Awaken to the Biodiversity of Matanchen Bay
In the northern part of the Riviera Nayarit beyond Bahia Jaltemba Bay and Chacala is Bahia Matanchen Bay on Mexico’s Pacific Coast. Best known for its long surf break at Playa Las Islitas that made the Guinness Book of World Records, the bay is also a serene, peaceful area filled with incredible biodiversity, including undeveloped beaches, wetlands and mangroves, hundreds of native and migratory birds and other wildlife, most notably in the town of Singaita and along La Tovara, a fresh water spring with canals that flow from the bay into the jungle – both near San Blas.
The primary towns on Bahia Matanchen Bay extend from the colonial port town of San Blas to Punta El Custodio just north of Platanitos.

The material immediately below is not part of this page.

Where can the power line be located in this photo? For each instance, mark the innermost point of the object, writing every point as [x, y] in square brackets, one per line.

As the largest town in the bay with a population of 9,000, San Blas is a charming combination of cultural history and natural wonders. Once a significant naval base for Spanish colonists, it has the ruins of Fuerte de San Basilio, a 16th century fort and church. The historic, Aztec Mexcaltitan Island is just a 20-minute boat ride from La Batanga pier. The beautiful Islas Marias Biosphere Reserve and Isla Isabel National Park are about a 2-to-2.5-hour boat ride from town and worth visiting. A little closer to town is La Tovara National Park, a natural spring and mangrove canals harboring incredible biodiversity. San Blas is also noted for its surfing beaches with some of the longest, tallest waves.

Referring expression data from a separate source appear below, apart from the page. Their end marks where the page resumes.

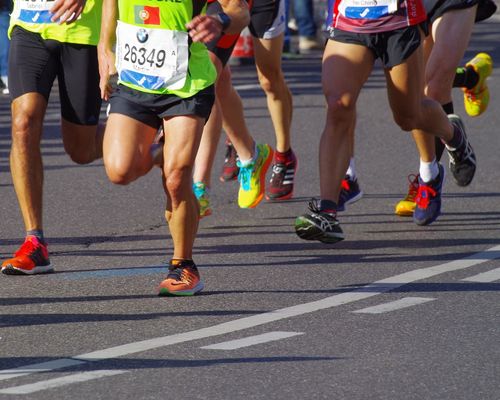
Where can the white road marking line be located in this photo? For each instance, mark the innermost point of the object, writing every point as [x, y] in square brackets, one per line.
[251, 340]
[490, 276]
[63, 381]
[394, 305]
[40, 367]
[370, 290]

Just about 30 minutes south of San Blas and right next to Playa Los Cocos is the farming and fishing community and relatively new tourist development of Aticama with its 1,300 multicultural residents from Mexico, Canada, and the U.S. Offering beautiful views of the Pacific Ocean and the Sierra Madre Occidental mountains, it is home to Playa Matanchen, the widest, sandiest beach in all of Mexico, and the nearby Arroyo Aticama, a calm, quiet stream that’s nice for swimming.
Slightly northeast of San Blas is the tiny town of Singaita (also Singayta), an eoctourism paradise of about 110 residents. Surrounded by mangroves, wetlands, lagoons, estuaries thriving with wildlife and over 300 bird species, the town is ideal for birding and is home to the International Migratory Bird Festival held every year in January. Offering guided jungle walks, boat rides, horseback riding, an orchid nursery, and Huichol and Cora Indian handicrafts, Singaita is a cultural, natural paradise.
Santa Cruz de Miramar
At the south end of the Bay is the beach town of Santa Cruz de Miramar with nearly 1,500 residents and a beautiful half-mile (.8-kilometer) long beach. El Salto, a group of four waterfalls of varying heights is only 5 miles (8 kilometers) from town where local tour guides will take you or offer horseback riding tours as an alternative.